Jason Battlesea was in his office, and apparently busy.

“What I need you to do,” Gregor said, “is to make sure your people get all the fingerprints, every single one, in the Waring house. Send somebody back out there and go over the place with tweezers and microscopes. Get fibers. Get prints. Get anything and everything, even if it looks utterly irrelevant. Then I need you to find any DNA you can get off those, and any fingerprints, through every database in existence.”

“We got everything,” Jason Battlesea said.

“I don’t mean at the crime scene, and I don’t mean around the door where somebody got in,” Gregor said. “I mean the whole house, upstairs and down. The attic. The basement. Every single inch of flooring and carpet and furniture. Everything.”

“My God,” Jason Battlesea said. “That will take months. And what for? We looked through the house both times.
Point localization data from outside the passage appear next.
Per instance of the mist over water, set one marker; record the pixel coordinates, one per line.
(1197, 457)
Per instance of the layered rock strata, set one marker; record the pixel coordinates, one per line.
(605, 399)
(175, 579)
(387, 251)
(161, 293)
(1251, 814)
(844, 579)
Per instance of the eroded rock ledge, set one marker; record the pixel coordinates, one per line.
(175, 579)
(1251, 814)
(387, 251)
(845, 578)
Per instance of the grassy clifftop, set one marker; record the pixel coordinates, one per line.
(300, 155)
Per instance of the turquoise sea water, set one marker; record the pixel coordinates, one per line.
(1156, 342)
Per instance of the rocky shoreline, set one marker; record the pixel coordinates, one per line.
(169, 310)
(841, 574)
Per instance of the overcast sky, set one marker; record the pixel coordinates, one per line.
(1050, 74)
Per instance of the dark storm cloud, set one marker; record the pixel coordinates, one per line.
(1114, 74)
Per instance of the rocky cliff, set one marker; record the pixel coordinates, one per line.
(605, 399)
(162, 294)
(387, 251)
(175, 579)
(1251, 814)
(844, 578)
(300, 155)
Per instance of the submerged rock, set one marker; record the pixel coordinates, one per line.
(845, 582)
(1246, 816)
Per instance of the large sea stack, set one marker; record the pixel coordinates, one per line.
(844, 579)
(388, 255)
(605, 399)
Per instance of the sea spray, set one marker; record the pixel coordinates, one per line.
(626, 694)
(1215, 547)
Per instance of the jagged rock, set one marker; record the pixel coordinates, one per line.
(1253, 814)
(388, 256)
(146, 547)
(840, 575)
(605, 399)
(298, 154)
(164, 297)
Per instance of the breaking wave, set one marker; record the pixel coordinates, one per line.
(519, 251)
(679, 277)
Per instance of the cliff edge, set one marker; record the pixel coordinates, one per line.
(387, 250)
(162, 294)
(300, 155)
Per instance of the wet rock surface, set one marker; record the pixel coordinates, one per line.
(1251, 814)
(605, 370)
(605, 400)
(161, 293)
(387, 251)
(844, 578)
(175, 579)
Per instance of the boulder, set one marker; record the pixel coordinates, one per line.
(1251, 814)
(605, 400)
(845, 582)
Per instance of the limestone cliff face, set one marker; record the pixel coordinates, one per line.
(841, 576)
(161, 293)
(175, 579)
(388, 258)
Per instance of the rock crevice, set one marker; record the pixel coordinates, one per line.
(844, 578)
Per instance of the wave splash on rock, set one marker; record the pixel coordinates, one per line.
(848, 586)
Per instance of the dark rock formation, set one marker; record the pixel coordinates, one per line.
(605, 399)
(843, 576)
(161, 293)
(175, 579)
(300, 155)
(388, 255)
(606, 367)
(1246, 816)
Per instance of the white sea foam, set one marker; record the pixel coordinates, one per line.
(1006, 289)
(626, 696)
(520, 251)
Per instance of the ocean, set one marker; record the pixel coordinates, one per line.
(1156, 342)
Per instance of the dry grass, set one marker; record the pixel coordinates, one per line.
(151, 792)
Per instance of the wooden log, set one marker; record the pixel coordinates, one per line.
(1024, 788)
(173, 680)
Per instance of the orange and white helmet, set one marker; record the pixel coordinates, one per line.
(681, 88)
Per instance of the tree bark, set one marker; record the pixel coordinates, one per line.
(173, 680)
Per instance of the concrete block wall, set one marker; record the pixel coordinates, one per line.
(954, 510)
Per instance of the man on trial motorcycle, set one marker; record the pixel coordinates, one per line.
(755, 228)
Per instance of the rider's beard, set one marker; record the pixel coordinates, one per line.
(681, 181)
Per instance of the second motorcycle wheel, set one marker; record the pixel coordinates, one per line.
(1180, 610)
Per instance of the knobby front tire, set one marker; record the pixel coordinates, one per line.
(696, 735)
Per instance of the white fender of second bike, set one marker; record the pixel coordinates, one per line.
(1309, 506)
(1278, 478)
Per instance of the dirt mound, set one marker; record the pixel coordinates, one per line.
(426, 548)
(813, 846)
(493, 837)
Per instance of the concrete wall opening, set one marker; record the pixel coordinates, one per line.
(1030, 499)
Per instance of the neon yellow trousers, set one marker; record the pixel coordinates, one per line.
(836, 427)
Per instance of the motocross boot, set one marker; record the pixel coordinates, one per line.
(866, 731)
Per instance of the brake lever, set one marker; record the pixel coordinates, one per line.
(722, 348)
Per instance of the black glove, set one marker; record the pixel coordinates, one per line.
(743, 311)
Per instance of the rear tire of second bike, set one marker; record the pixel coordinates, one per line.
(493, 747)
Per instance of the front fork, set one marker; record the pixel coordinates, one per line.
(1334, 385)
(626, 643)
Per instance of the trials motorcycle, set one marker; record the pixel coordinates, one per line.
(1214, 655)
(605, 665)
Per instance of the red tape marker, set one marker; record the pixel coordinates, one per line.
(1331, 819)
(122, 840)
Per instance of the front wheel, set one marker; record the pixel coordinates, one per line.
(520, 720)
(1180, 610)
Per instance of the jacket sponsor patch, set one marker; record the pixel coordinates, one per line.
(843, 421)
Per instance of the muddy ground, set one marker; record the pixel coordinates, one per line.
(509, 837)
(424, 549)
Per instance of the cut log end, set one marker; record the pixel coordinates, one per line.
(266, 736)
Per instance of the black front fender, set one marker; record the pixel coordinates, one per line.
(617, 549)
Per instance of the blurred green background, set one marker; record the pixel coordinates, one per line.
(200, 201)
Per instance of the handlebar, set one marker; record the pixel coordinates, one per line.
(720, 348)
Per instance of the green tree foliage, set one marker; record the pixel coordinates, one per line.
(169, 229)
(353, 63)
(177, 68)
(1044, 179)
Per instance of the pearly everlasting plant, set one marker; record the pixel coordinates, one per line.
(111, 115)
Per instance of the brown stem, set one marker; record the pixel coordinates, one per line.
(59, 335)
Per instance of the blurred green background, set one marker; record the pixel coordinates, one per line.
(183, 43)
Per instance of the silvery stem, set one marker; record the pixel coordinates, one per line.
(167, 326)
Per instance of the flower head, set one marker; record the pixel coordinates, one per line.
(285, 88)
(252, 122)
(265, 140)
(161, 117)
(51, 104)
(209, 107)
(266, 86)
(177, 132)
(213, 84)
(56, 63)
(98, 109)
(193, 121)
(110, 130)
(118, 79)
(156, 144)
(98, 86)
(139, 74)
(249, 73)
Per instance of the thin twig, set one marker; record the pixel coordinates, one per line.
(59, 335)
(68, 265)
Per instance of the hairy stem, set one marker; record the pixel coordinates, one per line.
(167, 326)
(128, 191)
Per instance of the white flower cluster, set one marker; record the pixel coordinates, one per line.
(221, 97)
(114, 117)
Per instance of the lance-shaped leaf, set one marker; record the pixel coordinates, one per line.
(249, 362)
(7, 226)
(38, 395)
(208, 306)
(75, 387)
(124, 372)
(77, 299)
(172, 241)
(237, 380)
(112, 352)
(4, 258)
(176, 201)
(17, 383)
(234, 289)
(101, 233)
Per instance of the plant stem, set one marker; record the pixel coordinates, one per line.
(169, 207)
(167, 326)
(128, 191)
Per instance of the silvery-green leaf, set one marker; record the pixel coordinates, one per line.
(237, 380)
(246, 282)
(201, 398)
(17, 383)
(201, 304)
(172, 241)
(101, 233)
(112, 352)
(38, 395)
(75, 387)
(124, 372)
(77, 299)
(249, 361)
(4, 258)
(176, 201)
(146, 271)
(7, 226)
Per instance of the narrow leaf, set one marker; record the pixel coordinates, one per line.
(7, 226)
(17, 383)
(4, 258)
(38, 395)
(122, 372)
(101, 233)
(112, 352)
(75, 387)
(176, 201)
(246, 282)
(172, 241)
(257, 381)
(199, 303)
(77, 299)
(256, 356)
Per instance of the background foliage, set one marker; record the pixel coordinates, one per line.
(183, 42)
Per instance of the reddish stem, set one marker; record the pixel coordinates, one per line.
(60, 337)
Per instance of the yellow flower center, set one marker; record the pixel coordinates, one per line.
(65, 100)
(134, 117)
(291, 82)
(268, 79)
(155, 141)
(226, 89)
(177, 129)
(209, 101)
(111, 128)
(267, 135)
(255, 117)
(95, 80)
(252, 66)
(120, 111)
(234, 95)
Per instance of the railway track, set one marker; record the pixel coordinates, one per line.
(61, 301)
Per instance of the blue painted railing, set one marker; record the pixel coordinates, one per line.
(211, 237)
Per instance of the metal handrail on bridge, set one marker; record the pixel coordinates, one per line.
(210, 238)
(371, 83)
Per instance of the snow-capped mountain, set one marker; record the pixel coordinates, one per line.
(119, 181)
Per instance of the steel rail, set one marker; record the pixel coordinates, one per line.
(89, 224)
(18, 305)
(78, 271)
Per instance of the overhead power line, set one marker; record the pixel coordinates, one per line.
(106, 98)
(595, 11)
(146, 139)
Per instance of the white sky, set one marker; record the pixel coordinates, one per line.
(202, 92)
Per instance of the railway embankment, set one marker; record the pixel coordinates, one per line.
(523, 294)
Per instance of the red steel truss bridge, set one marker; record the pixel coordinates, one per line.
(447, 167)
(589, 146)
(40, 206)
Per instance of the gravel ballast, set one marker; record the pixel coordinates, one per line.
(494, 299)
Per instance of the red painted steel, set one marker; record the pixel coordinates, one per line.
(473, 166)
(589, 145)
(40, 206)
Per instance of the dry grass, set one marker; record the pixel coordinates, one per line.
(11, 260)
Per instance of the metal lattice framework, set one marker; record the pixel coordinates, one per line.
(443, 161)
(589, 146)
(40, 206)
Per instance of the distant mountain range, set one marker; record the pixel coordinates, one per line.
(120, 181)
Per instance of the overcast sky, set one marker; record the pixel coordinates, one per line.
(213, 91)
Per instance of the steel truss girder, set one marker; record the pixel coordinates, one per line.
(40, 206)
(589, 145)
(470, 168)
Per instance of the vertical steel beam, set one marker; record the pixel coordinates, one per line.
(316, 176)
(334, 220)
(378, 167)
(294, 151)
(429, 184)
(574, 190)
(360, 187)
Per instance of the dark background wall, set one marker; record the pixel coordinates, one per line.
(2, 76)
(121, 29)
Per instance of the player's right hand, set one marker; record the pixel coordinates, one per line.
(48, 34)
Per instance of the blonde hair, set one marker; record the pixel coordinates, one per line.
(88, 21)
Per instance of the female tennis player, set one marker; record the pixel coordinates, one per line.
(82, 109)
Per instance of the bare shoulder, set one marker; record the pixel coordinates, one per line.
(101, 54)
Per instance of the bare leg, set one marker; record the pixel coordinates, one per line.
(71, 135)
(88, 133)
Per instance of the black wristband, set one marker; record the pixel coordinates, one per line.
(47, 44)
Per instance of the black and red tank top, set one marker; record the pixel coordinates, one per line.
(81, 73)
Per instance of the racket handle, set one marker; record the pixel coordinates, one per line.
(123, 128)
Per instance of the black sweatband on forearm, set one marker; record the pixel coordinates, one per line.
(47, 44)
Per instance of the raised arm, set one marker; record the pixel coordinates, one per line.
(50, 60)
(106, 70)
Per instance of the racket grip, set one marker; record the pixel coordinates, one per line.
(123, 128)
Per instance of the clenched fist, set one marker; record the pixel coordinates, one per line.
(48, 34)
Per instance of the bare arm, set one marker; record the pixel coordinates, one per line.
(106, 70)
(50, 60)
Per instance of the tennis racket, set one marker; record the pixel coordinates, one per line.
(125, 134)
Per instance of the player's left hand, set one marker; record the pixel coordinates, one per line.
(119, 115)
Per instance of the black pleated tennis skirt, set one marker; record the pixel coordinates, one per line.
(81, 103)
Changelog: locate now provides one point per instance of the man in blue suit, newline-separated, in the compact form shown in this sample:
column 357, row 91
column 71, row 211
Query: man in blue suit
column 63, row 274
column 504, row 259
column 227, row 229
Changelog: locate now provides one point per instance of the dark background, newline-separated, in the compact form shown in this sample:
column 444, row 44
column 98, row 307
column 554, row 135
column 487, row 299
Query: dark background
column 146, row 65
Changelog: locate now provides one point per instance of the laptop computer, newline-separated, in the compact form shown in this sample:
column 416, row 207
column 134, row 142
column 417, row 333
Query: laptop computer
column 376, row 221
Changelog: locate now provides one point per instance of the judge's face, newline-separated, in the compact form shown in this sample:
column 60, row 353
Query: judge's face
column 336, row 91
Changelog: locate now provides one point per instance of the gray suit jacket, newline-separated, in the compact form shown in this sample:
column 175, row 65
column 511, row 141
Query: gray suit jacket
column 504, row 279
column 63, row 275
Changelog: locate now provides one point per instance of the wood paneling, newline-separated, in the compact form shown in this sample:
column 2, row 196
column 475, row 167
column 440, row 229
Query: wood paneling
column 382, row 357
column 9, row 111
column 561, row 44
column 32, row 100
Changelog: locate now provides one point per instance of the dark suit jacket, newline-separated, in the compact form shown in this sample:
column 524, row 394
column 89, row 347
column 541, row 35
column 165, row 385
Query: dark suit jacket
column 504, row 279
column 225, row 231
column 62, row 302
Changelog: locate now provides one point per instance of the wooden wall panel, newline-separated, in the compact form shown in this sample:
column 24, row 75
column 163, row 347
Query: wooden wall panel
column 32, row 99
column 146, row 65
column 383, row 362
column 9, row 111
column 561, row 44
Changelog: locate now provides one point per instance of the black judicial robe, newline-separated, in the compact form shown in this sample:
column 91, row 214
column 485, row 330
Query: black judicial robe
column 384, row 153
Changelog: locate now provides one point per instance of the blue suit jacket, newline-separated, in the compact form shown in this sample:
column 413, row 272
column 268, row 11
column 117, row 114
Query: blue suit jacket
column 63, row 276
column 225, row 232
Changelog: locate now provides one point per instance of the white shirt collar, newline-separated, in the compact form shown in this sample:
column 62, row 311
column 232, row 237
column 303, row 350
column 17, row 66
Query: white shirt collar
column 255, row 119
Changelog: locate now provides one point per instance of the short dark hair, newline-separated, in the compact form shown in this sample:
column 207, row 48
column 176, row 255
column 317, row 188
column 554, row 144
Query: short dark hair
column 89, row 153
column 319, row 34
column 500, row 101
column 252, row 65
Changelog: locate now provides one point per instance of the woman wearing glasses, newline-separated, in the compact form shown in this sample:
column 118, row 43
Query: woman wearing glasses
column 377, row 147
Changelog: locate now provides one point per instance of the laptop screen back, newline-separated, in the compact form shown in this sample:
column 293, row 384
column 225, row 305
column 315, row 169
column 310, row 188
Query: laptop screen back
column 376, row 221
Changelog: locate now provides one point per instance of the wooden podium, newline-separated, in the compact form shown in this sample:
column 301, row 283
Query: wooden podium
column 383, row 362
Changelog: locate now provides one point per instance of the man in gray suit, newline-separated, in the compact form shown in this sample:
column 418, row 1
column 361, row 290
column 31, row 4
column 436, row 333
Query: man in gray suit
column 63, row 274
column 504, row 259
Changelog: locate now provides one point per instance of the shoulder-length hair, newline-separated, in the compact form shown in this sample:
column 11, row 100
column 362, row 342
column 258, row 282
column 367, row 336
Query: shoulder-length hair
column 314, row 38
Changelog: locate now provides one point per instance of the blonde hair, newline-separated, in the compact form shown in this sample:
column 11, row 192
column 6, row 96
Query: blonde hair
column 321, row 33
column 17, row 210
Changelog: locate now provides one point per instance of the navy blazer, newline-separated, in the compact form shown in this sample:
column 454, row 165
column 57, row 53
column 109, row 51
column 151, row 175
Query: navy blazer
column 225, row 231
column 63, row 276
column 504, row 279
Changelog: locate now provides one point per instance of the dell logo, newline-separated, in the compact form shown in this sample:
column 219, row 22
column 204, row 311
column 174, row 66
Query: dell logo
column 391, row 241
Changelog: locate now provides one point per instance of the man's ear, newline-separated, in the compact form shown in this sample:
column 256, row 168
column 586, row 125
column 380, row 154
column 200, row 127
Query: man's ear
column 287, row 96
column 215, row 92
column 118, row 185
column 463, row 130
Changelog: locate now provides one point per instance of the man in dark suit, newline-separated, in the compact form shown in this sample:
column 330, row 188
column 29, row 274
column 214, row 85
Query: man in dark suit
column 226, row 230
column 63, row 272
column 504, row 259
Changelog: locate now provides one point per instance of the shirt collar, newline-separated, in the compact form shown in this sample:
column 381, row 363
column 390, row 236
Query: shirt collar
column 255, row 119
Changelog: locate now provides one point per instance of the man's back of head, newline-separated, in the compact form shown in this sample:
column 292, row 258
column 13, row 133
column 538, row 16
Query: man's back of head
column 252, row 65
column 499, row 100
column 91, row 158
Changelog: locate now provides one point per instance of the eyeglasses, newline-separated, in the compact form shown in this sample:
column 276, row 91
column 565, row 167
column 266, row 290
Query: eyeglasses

Nothing had been disturbed—”

“Nothing had been noticeably disturbed,” Gregor said. “And it shouldn’t take more than twenty-four to forty-eight hours if you put everybody you’ve got on it and start now.”

“But it’s the weekend of the Fourth! We’ve got ordinary policing to do—”

“Not with forensics people, you don’t. Call the state police in to help if you have to. Oh, and one more thing. Look through drawers. We need to find photograph albums, or loose photographs, or wherever it is the Warings put their snapshots of things like family outings. My guess is that there will be formal photograph albums all done up with those little corner holders. We need to find those, and we need to start going through them. And be very careful. If we’re going to find fingerprints or DNA, those are going to be the most likely places.”

“In the photograph albums,” Jason Battlesea said.

“In the photograph albums,” Gregor said. “Just get it done, and I’ll be back in a couple of hours.”

“Where are you?” Jason Battlesea asked.

“I’m in New York,” Gregor said. “And don’t ask why now. I think I’m running out of cell phone battery.”





SIX

1

It was the third of July and in spite of the legendary work ethic of Wall Street lawyers, men and women were clearing out of the office as fast as they could go. Kyle Westervan was sitting at his desk, wondering if there was something wrong with him. His briefcase was on the desk in front of him, locked. He had been staring at it for fifteen minutes. He had not been able to move.

“Cheesecake,” he had said into the phone just fifteen minutes ago, after he listened to the usual opening.

“Cohen’s Kosher Deli,” was the way the phone had been answered when he called.

“It all sounds ridiculous,” they’d told him when they started this.

At the time, he hadn’t agreed. Cloak-and-dagger was cloak-and-dagger. You went with it or you didn’t. It had taken all this time to feel that the entire situation was just stupid. At this point, looking out his open office door at the empty corridor, it didn’t even seem real.

“No, I’ll come down and pick it up,” he’d told them.

That was standard, too. They asked if he wanted his food delivered. He told them he’d come down and pick it up.

He forced himself to his feet. He took the briefcase off the desk. It felt unbelievably heavy.

He went out into the corridor. There was nobody there. He looked into the few offices with their doors open. They were all shut down for the night. He went through what the assistants called CubicleLand, where the paralegals worked. The cubicles were all empty, too. Even the receptionist at the front desk was gone, her little clutch of photographs in silver frames all put away in a locked desk drawer for the night.

He went through the lobby and into the foyer. He went down in the elevator to the first floor. Kyle said good evening to the night guard and went out into the street. The street instantly made him feel better. It was not so empty, and it was very much the real world. Maybe he had begun to feel he no longer lived in the real world.

Maybe he had felt that way from the moment he started working on Wall Street.

Cohen’s Kosher Deli was half deserted, which was good. Kyle went in through the front door and asked the woman at the register about his cheesecake. She found it in a little pile of bags behind the counter and handed it to him. He paid for it and looked around. The man he had never known as anything but “Andy” was sitting in the last booth but one against the back, the ones without the windows.